Excertos do texto de Rico Lie "Espaços de comunicação intercultural" para apresentar o conceito de liminar e liminóide. Este conceito traz aspectos de interação e interatividade que elementos arquitetônicos carreiam como as soleiras e os umbrais, que são espaços de transição por excelência como já foi dito, A função de intertício, de intervalo dw determinados espaços elimina ou produz gradações em relação às divisões territoriais rígidas.
*Excerto do texto "Espaços de comunicação intercultural" de Rico Lie
"Todas as pessoas estão em certa medida, permanentemente em trânsito... Não tanto ‘de onde vens?’, senão ‘onde estás?’ (The intercultural identity question.)". (CLIFFORD, 1992, p.109)
“O espaço é um lugar praticado”. (De CERTEAU, 1984, p.117)
Esta é uma citação bastante mencionada de de Certeau (publicada originalmente em francês em 1974). A citação prossegue com “Assim a rua definida geometricamente pelo planejamento urbano é transformada em um espaço pelos caminhantes” (De CERTEAU, 1984, p.117). De um modo interpretativo resume a diferença entre espaço (ruimte [em holandês] / espace [em francês]) e lugar (plaats [em holandês] / lieu [em francês]). Ou seja, o espaço é um lugar vivido, assim, através da (inter)ação e a comunicação, os lugares transformam‐se em espaços de comunicação. Segundo De Certeau, os lugares são fixos e estáveis. As fronteiras dos lugares foram fixadas e podem ser determinadas de forma precisa. As fronteiras dos espaços são flexíveis e foram construídas de uma maneira simbólica, interpretativa. (COHEN, 1985) Assim, ‘caminhar pela cidade’ transforma o lugar em espaço. (De CERTEAU, 1984, p.91‐110) Por outro lado, ‘assistir à televisão em casa’ pode, por exemplo, também ser visto como um lugar vivido ou praticado.
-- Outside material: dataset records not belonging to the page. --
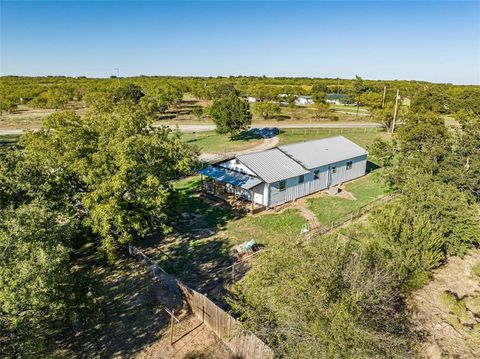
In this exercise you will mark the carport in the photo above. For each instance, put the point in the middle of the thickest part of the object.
(225, 181)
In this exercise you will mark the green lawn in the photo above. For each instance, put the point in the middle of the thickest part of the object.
(348, 108)
(210, 141)
(330, 209)
(361, 136)
(265, 228)
(8, 140)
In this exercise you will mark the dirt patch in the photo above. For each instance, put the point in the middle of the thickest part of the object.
(191, 339)
(266, 144)
(446, 312)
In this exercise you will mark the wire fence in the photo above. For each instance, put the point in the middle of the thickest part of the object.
(353, 215)
(241, 342)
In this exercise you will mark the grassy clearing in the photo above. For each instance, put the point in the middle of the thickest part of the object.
(348, 108)
(265, 228)
(8, 140)
(476, 269)
(361, 136)
(328, 209)
(212, 142)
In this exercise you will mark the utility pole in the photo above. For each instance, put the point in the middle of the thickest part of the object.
(384, 96)
(118, 75)
(397, 97)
Este não é somente o caso, porque a casa é um cenário geográfico definido, mas também porque o texto televisivo em si, nas palavras de De Certeau (ibidem, p.117) é “um lugar constituído por um sistema de signos” é transformado em espaço, pelo ato de assistir. Estes espaços de comunicação criados pelos atos de consumo e interpretação podem sergeográficos e físicos, assim como não geográficos e não físicos. (Rico Lie)
(...)
Com os conceitos de “liminal e liminoid” (de Turner) estou acentuando a posição intermediária dos espaços. Eles estão em um ponto intermediário entre o global e o local, guiando as observações do analista cultural em direção a elementos/formas culturais relevantes nestes espaços específicos. Os espaços são chamados espaços da comunicação intercultural porque o foco está na interação (coexistência, negociação e transformação) entre os elementos/formas culturais. (...). Eles parecem ser os espaços/esferas onde o global e o local devem ser transformados em interação. (Rico Lie)
BHABHA realmente abraça a idéia de espaço intermediário. Bhabha (1994) usa a escada como uma metáfora de liminalidade:
A escada como espaço liminal, entre as designações da identidade, converte‐se em processo de interação simbólica, o tecido conectivo que constrói a diferença entre superior e inferior, preto e branco. O aqui e o
acolá da escada, o movimento temporal e a passagem que ele permite, previnem a identidade de cada um dos seus extremos de instalar‐se como polaridade primordial. Esta passagem intersticial entre identificações fixas abre a possibilidade de uma hibridez cultural que abriga a diferença sem uma hierarquia assumida ou imposta. (BHABHA, 1994, p.4). o reconhecimento teórico do espaço dividido da enunciação pode abrir caminho para conceituar uma cultura internacional, que não está baseada no exotismo do multiculturalismo ou na diversidade de culturas, mas na inscrição e articulação da hibridez de cultura.
Com este fim, deveríamos nos lembrar, que é o prefixo ‘inter’ — o fio da tradução e negociação, o espaço intermediário — que transporta a carga da significação da cultura. (ibidem, p.38). Antes de aprofundarmos a discussão da relação entre “interculturalidade”, comunicação e espaço, vamos primeiro examinar mais minuciosamente a teoria de Turner do "liminal" e o “liminoid”. (Rico Lie)
Que são espaços “liminal e liminoid”?
Em várias disciplinas, a questão da “liminality” foi novamente considerada como conceito de interesse no estudo com culturas em contato e culturas em constantes mudanças. O conceito foi outrora utilizado no estudo mais estrito de rituais, principalmente os rituais da transição, (...). (Rico Lie)
A “liminality” referia‐se à fase intermediária das três fases que Gennep distingue em todos “os ritos de passagem”. As fases são: 1) separação, (2) margem (ou limen, significando 'limiar' em latim) (transição), e, (3) reagregação (reintegração). Especialmente com os ritos de iniciação (transição) (p. ex., iniciação do menino a homem, matrimônio ou morte), essas fases podem ser distinguidas claramente. Na fase da transformação, a pessoa não pertence à sociedade e não é membro da estrutura diária normal. (Rico Lie)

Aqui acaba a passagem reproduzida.